We did not go in great depth into pre-processing steps involved in computer vision in the course and either divided pixels by 255 or used pre-processing within the model function. In the first three course and Andrew’s original Machine Learning course, we frequently used normalisation where we substracted the mean and then divided non-image data by the standard deviation.
Is this step common in image pre-processing? Reading the naive face verification, it seems that if we substracted the mean and divided by standard deviation we would ignore the same issue differences in “lighting, orientation of the person’s face, minor changes in head position, and so on”

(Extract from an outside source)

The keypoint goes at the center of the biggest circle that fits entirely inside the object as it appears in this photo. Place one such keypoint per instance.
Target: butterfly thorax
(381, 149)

Is normalisation common for image processing? Does anyone use it in real life?
Summary
2 - Naive Face Verification
In Face Verification, you’re given two images and you have to determine if they are of the same person. The simplest way to do this is to compare the two images pixel-by-pixel. If the distance between the raw images is below a chosen threshold, it may be the same person!
Figure 1
Of course, this algorithm performs poorly, since the pixel values change dramatically due to variations in lighting, orientation of the person’s face, minor changes in head position, and so on.

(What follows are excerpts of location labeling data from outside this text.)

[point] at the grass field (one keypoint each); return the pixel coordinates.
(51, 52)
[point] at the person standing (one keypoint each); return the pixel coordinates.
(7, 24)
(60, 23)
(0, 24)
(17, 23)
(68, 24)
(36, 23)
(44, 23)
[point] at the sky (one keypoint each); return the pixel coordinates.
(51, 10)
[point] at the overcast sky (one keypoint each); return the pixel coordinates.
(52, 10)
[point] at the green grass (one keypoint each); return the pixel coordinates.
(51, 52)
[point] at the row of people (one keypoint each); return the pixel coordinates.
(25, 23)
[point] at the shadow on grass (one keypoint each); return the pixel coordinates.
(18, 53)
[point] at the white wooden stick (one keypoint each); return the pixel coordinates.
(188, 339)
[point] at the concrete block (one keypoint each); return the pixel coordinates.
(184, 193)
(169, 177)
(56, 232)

You’ll see that rather than using the raw image, you can learn an encoding, 𝑓(𝑖𝑚𝑔)f(img).
By using an encoding for each image, an element-wise comparison produces a more accurate judgement as to whether two pictures are of the same person.

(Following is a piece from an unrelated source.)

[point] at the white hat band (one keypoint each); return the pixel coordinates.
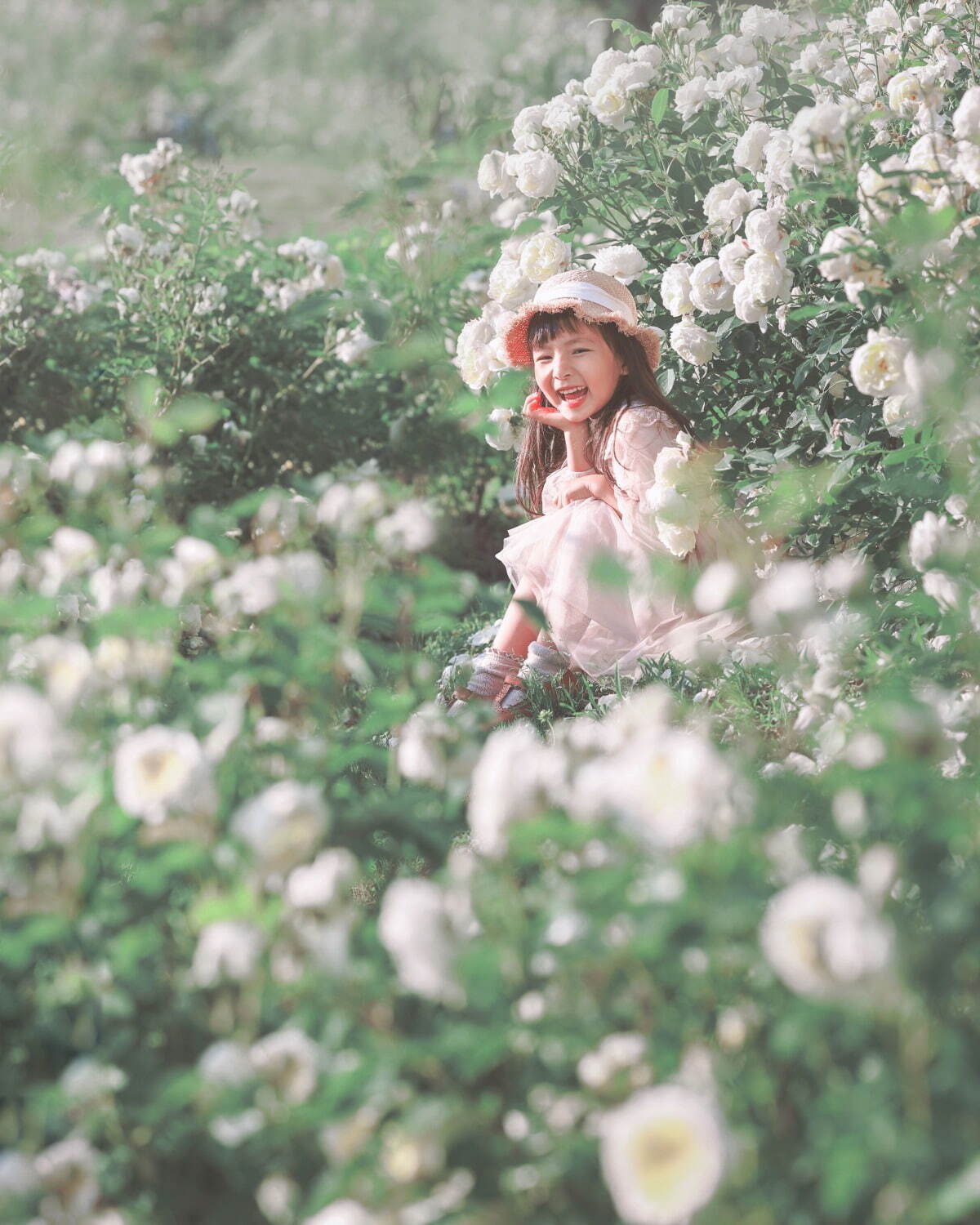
(582, 289)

Typically, no, because the features are all pixel values, so they’re already fairly well normalized.
If you go back to the original Machine Learning course, where pixel values were used in the digit recognition assignments (ex3 and ex4), you’ll see that normalization was not used.
I suppose if we convert the image into PCA format, the output can be viewed as individual features which is more meaningful to normalise compared to individual pixels in a raw image. Thank you for the response!
The embeddings are the output of the model and they are normalized so that they each have a 2-norm of one, meaning they are unit vectors (the 2-norm is just the Euclidean length of a vector). I’m not sure why they do that, but perhaps it makes the comparisons between different embeddings more predictable.